Y su caso no es el único. La jurisdicción directa de España sobre el Sáhara Occidental se mantuvo hasta noviembre de 1975, cuando, en el mismo día de la muerte de Franco, el BOE publicó la ley de descolonización. Constaba de un solo artículo y, lejos de ser el alegre comienzo de un camino de independencia, lo que hacía era desentenderse de la que hasta ese momento había sido una de sus provincias, dejando a quienes la habitaban en manos de las columnas de ocupación marroquíes que entraban en la llamada Marcha Verde. Las últimas tropas españolas salieron del territorio en febrero de 1976, para cuando decenas de miles de personas ya estaban en el exilio en los campamentos de refugiados de Tinduf, en Argelia, en los que continúan, con sus descendientes, 45 años más tarde. 

En el tiempo que media entre la masacre de Zemla y la culminación de ese abandono, decenas de saharauis desaparecieron o fueron asesinados, fuera directamente por las autoridades españolas, o bajo su acquiescencia. Cuando el Tribunal Supremo niega la vinculación con ese tiempo y ese espacio, también es de esa responsabilidad de lo que está renegando. Pero cuando se excava en el desierto, se encuentran fosas comunes tan parecidas a las que se han venido abriendo en la península en la última década que es imposible no entender que se trata de dos caras de un mismo proceso, con el mismo enemigo enfrente.

Por lo demás, quien intenta investigar se encuentra muchos cajones vacíos. Aunque 50 años parecería un plazo más que razonable para la desclasificación de archivos, esta historia sigue blindada en gran medida por una Ley de Secretos Oficiales que continúa apuntalando muchos de los pactos de silencio que hemos heredado.

Como sobre tantas cosas en este país, sobre la historia colonial reciente pesa un manto de silencio, mentiras y tergiversaciones. Mantenemos una versión edulcorada que ensalza la convivencia, un mito de colonización amable que no nos permite ver todo lo que hay que reparar. Bajo la idea de que la colonización española era amable se oculta que Guinea Ecuatorial se arrasó con políticas de segregación racial y luego se dejó en manos de una dictadura. Bajo la idea de que la colonización española era amable se oculta que en el norte de Marruecos sigue habiendo cánceres que se deben a los bombardeos químicos de la guerra del Rif. Bajo la idea de que la colonización española era amable, el Sáhara Occidental nunca se llegó a descolonizar. 

Es fácil pedir perdón de manera simbólica por el expolio y la violencia cometidas en la mal llamada conquista de América. Lo que es más difícil es arremangarse para trabajar en las reparaciones necesarias a quienes sufrieron la colonización española en el siglo XX y aún viven sus consecuencias.
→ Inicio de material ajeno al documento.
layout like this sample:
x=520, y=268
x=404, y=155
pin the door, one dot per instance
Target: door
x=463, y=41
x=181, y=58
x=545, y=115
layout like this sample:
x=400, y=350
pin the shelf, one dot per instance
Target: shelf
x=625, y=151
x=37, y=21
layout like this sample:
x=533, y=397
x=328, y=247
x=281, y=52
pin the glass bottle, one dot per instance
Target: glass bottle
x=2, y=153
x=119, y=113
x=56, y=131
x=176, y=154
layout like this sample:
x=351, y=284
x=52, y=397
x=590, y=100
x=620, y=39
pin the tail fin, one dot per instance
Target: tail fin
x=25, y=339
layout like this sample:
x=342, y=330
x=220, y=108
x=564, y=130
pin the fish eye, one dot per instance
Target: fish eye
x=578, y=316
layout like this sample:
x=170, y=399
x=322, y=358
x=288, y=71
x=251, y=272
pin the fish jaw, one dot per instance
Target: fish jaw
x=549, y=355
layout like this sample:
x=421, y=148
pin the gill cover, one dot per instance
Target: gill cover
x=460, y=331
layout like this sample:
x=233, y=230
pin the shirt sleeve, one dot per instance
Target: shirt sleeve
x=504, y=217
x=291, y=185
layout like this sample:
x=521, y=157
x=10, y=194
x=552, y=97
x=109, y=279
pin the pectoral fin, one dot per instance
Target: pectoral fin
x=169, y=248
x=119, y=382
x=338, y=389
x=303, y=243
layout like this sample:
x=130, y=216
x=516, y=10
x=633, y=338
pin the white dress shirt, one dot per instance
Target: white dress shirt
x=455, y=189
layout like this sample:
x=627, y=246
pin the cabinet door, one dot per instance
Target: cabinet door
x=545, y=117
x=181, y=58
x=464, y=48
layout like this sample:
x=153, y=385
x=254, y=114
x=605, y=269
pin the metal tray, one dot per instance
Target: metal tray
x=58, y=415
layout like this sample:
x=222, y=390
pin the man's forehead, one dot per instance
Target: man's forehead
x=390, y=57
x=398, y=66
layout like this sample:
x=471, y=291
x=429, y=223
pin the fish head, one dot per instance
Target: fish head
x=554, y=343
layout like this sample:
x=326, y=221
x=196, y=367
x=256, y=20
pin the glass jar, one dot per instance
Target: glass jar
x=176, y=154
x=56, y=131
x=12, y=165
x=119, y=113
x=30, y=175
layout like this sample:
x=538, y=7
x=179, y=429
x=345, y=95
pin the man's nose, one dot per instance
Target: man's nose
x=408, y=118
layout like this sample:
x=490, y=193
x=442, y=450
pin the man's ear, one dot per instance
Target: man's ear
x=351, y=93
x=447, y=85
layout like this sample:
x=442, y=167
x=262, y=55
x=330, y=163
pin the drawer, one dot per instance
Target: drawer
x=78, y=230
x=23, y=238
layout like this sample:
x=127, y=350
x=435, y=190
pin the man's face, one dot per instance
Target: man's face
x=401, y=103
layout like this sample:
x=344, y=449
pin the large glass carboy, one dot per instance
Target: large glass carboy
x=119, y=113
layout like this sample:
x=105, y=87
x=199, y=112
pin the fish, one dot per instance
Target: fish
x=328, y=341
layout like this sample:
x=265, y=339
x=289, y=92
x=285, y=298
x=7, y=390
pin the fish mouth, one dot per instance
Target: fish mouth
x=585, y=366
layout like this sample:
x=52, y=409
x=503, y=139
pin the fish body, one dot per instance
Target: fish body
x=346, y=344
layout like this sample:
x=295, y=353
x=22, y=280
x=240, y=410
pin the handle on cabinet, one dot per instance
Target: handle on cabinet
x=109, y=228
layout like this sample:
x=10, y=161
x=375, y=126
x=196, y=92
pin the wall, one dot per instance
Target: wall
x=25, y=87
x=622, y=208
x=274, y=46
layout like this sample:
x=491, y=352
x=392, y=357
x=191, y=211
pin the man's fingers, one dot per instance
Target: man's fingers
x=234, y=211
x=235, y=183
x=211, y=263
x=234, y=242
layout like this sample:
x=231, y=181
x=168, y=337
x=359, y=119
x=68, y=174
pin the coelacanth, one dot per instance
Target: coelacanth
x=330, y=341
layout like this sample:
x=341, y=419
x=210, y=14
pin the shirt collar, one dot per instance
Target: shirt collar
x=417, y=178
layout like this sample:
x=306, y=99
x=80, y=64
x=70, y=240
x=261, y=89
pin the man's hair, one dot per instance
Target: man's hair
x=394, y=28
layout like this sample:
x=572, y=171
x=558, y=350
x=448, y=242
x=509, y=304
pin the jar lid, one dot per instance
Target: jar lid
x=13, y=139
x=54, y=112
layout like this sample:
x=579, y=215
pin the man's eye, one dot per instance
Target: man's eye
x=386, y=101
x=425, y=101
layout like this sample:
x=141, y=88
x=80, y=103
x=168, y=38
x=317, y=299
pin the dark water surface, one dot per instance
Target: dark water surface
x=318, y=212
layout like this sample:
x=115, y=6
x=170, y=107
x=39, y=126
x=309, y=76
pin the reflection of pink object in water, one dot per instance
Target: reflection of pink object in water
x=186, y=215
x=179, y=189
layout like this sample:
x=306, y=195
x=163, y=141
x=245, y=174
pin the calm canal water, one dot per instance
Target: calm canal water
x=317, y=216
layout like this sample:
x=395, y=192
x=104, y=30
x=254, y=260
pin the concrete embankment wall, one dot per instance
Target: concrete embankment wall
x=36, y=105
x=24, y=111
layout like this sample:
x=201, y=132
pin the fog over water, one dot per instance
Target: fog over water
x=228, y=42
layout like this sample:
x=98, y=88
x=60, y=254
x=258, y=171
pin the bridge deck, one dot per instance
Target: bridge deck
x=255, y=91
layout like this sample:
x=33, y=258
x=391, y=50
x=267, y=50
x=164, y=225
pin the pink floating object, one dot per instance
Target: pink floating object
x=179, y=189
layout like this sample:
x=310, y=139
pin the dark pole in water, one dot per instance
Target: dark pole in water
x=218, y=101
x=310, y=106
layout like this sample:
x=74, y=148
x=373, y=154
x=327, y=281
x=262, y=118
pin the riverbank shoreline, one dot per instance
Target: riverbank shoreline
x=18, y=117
Señalar con nombres y apellidos a quienes se beneficiaron de ello, que son –poca sorpresa– los mismos que se beneficiaron de todo en aquellos años en este país. Entender que el imperialismo fue una herramienta discursiva y política fundamental para el golpe de Estado y para la dictadura; y que olvidarlo fue uno de los precios a pagar por la tranquilidad aparente de nuestra transición a la democracia.

En estos días se cumplen 50 años de una masacre perpetrada por el franquismo contra una manifestación ciudadana, 50 años de la desaparición de un líder político que se oponía al régimen, 50 años de olvido. 

No porque se llamara Mohamed y viviera en El Aaiún esta historia es menos nuestra historia que cualquier otra de las que reivindicamos. Aunque el Tribunal Supremo insista en decirnos lo contrario.